If you are on slurm, the above commands (counting per shard + merging) can be combined by:
```sh
python count_frames_slurm.py --root ${vox} --manifest ${vox}/file.list --nshard ${nshard} \
 --slurm_partition ${slurm_partition}
```
It has dependency on [submitit](https://github.com/facebookincubator/submitit) and will directly  generate `${vox}/nframes.audio` and `${vox}/nframes.video`, similar to LRS3 data preparation.

### 4. Set up data directory
```sh
python vox_manifest.py --vox ${vox} --manifest ${vox}/file.list \
 --en-ids /path/to/en
```

This sets up data directory of the whole VoxCeleb2 and its English-only subset.  `/path/to/en` contains English-only clip ids. The one used in our experiments can be found [here](data/vox-en.id.gz). 

## Audio Noise Preparation (Optional)
If you want to test your model under noisy setting, you should prepare audio noise data. First download and decompress the [MUSAN](https://www.openslr.org/17/) corpus. Assume the data directory is `${musan}`, which contains the following folders `{music,speech,noise}`.

### 1. MUSAN data preparation
```sh
python musan_prepare.py --musan ${musan} --nshard ${nshard}  --slurm_partition ${slurm_partition}
```
This will: (1) split raw audios into 10-second clips, (2) generate babble noise from MUSAN speech audio, (3) count number of frames per clip. The whole data will be sharded into `${nshard}` parts and each job processes one part. It runs on Slurm and has dependency on [submitit](https://github.com/facebookincubator/submitit)

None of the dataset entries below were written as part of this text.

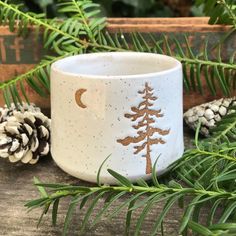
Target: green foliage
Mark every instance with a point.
(205, 175)
(83, 32)
(220, 11)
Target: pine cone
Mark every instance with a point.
(208, 114)
(6, 112)
(24, 136)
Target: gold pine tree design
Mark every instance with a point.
(145, 127)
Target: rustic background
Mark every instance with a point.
(17, 54)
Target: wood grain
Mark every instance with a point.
(16, 188)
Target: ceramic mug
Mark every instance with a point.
(124, 104)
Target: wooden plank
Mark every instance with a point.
(16, 188)
(17, 55)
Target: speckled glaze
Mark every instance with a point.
(92, 94)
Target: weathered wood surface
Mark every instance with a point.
(18, 55)
(16, 188)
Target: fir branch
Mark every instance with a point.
(65, 36)
(151, 195)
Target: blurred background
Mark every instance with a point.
(125, 8)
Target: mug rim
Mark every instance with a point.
(176, 67)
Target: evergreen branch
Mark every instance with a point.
(47, 26)
(220, 11)
(66, 36)
(151, 195)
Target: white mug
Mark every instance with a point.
(124, 104)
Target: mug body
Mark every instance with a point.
(125, 105)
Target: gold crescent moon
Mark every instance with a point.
(78, 96)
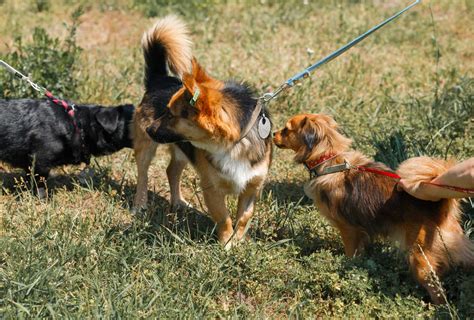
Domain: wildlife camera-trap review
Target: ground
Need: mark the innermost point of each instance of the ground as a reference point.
(407, 90)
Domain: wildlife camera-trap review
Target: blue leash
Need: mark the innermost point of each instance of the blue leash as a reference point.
(306, 72)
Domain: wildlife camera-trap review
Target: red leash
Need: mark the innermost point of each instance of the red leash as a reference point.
(70, 110)
(312, 165)
(397, 177)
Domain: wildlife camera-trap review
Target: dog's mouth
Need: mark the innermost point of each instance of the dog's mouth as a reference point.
(278, 143)
(163, 135)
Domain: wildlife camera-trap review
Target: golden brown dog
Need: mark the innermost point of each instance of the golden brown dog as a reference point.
(363, 204)
(210, 123)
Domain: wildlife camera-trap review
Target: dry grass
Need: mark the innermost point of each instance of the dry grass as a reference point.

### 2. LRS3 audio noise preparation
```sh
python lrs3_noise.py --lrs3 ${lrs3}
```
It will generate LRS3 babble and speech noise including their manifest files, which are stored in `${lrs3}/noise/{babble,speech}`. `${lrs3}` is the LRS3 data directory. Make sure you already finished setting up LRS3 before running the command.

The following command generates babble noise from LRS3 training set.
```sh
python mix_babble.py --lrs3 ${lrs3}
```


### 3. Set up noise directory
```sh
python noise_manifest.py --lrs3 ${lrs3}  --musan ${musan}
```
It will make manifest (tsv) files for MUSAN babble, music and noise in `${musan}/tsv/{babble,music,noise}`, as well as a combined manifest in `${musan}/tsv/all` including MUSAN babble, music, noise and LRS3 speech.